The CDC later reported that 125 of the 4,061 passengers and 16 of the 1,592 crew members showed signs of norovirus, including vomiting and diarrhea. To be considered an outbreak, at least three percent of passengers must be infected and at this point environmental health officers and epidemiologists will board the cruise ship upon its return.
The CDC reported that the Royal Caribbean did take the necessary steps in order to control the outbreak. This is the fourth norovirus outbreak reported of the year.
Another outbreak was seen on Ocean Princess where 50 passengers and crew members were treated for norovirus. Ocean Princess increased sanitation procedures, took stool samples from passengers for testing, and made daily reports of the illness, all in accordance with the CDC Vessel Sanitation Program.
Stool samples to study norovirus, experts
Researchers from the University of Michigan are collecting stool samples of those with norovirus or who just recovered from norovirus in order to test the samples to potentially develop a cure. Norovirus is the most common cause of gastroenteritis, which is caused by contaminated food or beverage, person-to-person contact, or touching surfaces affected by the virus. Outbreaks can occur quite quickly, especially in areas where people are close together, such as cruise ships, retirement homes, or school campuses.

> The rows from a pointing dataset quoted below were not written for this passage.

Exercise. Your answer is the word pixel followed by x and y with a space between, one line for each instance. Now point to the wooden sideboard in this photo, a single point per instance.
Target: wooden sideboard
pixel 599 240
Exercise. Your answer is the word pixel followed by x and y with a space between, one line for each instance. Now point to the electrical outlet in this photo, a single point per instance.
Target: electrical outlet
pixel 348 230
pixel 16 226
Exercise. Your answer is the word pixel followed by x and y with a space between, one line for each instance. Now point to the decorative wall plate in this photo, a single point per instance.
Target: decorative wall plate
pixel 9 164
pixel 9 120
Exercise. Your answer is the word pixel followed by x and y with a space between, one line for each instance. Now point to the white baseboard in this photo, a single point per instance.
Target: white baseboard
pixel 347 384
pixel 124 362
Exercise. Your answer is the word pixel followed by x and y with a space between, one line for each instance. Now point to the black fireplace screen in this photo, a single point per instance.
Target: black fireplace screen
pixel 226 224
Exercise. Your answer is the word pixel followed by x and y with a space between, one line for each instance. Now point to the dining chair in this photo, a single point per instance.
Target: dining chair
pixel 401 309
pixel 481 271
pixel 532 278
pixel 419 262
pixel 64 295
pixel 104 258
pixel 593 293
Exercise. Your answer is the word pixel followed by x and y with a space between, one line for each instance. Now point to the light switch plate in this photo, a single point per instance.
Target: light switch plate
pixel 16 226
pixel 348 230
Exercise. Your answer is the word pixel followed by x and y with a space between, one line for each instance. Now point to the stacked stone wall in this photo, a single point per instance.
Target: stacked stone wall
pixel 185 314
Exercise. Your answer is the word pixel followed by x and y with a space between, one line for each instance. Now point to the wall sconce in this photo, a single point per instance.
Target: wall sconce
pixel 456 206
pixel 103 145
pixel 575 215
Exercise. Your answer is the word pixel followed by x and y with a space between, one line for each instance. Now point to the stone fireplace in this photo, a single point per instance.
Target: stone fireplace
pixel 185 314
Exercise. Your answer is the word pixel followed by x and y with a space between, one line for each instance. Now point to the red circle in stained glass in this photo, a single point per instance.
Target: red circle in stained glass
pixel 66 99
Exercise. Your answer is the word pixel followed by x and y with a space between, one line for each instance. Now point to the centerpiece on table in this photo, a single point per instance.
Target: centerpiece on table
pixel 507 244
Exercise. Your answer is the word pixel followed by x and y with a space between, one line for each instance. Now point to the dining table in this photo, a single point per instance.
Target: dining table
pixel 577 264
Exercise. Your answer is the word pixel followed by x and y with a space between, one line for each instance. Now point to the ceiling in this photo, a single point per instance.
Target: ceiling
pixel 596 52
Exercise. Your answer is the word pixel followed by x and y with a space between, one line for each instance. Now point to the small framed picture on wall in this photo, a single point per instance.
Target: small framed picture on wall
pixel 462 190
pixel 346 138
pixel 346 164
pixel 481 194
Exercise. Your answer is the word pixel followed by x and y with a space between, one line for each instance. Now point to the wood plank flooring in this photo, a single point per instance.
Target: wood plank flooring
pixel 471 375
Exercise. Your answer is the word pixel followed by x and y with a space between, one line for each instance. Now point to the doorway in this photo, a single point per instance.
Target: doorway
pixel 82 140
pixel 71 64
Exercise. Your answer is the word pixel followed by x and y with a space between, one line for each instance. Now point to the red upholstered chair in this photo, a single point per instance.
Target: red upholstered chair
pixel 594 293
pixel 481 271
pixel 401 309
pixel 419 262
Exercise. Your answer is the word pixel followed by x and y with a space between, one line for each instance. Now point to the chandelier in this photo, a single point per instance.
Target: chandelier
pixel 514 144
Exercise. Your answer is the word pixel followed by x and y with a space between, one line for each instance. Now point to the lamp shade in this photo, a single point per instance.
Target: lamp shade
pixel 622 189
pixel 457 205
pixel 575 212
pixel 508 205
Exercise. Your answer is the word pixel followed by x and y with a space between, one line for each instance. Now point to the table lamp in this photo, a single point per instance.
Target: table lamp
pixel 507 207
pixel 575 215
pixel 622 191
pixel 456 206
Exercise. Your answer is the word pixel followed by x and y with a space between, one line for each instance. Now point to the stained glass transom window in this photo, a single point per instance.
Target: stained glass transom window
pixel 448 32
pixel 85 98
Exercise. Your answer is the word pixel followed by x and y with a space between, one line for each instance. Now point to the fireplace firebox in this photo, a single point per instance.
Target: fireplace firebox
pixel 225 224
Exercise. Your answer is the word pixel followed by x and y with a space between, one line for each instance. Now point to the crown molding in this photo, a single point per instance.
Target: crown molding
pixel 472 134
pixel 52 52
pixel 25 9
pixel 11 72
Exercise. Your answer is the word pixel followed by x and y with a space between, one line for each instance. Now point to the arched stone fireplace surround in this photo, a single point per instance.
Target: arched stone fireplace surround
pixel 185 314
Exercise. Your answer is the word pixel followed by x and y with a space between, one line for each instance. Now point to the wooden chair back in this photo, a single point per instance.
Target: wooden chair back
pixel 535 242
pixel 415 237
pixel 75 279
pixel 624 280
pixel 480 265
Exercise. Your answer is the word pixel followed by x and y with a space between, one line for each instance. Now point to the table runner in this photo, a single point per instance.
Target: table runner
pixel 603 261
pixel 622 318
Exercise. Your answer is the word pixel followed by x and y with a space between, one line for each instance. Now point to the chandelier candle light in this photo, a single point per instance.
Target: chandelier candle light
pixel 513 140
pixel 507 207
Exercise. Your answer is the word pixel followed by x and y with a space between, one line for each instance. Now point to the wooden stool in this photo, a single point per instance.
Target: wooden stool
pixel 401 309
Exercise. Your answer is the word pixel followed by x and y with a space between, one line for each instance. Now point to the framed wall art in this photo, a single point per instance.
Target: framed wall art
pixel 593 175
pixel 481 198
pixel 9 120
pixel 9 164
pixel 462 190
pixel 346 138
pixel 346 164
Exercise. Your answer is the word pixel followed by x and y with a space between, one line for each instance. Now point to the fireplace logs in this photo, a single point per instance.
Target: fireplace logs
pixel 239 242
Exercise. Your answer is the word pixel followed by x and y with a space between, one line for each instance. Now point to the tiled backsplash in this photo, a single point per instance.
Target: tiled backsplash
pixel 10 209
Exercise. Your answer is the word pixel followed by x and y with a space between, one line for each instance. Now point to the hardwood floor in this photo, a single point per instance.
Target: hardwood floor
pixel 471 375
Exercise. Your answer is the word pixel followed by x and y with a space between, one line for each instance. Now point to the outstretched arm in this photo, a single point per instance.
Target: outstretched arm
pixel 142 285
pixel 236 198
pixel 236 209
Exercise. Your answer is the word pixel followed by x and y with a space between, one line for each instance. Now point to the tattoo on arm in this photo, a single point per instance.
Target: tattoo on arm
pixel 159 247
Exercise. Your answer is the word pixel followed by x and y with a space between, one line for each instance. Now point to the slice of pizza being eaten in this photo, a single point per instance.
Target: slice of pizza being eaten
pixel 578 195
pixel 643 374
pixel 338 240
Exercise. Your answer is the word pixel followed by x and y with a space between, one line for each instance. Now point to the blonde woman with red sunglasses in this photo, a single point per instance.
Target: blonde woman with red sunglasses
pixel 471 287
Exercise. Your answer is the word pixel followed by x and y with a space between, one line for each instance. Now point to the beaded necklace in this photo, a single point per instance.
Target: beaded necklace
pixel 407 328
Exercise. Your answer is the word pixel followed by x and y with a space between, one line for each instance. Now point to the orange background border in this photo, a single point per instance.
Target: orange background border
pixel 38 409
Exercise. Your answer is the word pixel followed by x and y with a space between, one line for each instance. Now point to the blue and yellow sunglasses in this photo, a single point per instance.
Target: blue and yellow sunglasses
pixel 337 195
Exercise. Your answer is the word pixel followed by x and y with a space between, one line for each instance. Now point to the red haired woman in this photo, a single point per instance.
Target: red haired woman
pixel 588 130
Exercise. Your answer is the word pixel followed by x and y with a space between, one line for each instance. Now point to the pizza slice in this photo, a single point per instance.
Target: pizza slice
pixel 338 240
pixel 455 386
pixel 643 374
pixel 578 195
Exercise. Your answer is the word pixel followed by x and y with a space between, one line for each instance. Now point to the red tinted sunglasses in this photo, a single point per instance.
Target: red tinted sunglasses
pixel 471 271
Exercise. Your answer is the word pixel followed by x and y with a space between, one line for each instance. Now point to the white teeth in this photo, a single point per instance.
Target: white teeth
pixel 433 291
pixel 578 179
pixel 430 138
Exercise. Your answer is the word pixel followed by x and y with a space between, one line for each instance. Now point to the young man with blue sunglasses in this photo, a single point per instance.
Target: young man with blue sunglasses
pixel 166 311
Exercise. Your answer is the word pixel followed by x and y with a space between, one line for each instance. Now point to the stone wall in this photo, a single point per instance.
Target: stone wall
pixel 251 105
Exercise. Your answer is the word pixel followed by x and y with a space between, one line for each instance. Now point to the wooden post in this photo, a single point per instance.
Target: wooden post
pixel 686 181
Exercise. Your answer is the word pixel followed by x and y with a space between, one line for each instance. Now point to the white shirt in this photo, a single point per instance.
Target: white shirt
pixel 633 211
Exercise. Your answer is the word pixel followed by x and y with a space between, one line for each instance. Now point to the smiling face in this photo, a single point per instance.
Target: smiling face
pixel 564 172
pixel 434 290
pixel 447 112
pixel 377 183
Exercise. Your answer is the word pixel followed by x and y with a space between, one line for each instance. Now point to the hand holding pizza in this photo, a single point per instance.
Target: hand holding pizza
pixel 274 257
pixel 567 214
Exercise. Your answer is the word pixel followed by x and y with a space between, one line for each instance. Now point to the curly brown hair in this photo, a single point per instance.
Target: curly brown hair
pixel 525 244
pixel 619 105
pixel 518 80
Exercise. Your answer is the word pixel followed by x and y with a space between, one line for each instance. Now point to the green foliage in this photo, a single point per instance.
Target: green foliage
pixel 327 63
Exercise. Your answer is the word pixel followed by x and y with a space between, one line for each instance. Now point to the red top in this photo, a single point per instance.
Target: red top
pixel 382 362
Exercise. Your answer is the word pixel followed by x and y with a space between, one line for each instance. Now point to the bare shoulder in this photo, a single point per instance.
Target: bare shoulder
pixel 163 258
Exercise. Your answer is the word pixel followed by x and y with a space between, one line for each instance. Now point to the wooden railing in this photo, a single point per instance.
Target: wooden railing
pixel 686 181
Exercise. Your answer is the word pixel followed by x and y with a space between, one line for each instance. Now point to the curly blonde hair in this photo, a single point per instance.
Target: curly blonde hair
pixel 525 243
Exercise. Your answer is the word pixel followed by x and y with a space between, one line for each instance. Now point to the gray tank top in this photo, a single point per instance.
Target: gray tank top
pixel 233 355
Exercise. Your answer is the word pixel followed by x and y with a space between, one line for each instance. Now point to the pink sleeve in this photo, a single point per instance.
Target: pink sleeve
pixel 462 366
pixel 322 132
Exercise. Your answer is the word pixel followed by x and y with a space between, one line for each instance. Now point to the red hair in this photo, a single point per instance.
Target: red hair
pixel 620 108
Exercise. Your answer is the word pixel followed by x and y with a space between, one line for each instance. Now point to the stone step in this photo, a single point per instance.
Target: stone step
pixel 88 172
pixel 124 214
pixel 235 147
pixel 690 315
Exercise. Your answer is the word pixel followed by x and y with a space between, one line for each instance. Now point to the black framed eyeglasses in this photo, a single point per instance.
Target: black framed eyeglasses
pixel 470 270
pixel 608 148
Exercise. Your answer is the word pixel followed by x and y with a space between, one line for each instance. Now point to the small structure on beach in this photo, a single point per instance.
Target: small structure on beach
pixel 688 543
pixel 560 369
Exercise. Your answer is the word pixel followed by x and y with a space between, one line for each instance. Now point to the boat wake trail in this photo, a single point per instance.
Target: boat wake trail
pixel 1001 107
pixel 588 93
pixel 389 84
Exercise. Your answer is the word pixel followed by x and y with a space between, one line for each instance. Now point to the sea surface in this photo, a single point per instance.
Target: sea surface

The University of Michigan experienced their own norovirus outbreak a month prior, where hundreds of students were infected and experienced vomiting, diarrhea, abdominal cramping, and nausea.
There is currently no cure for norovirus and studying individuals in a laboratory setting is quite difficult. Much research on norovirus is conducted on mice infected with murine norovirus. Although there is a relationship between murine norovirus and the human norovirus, they are not quite the same.
Study lead Christiane Wobus said, “You can learn a lot from studying murine norovirus, but you want to know what you learn from it also applies and translates to human norovirus. So ultimately we want to directly study the human norovirus.”
So far the researchers have collected three stool samples that may contain the norovirus. The researchers are also working on previous research, which suggests growing norovirus in a lab setting. “You can infect cells in a dish (with the human norovirus) and test whether the compound of interest blocks the infection,” Wobus added.
The previous study only grew one strain of norovirus, so it is up to the researchers to manage to grow multiple strains, but still primarily focus on the common strain of norovirus.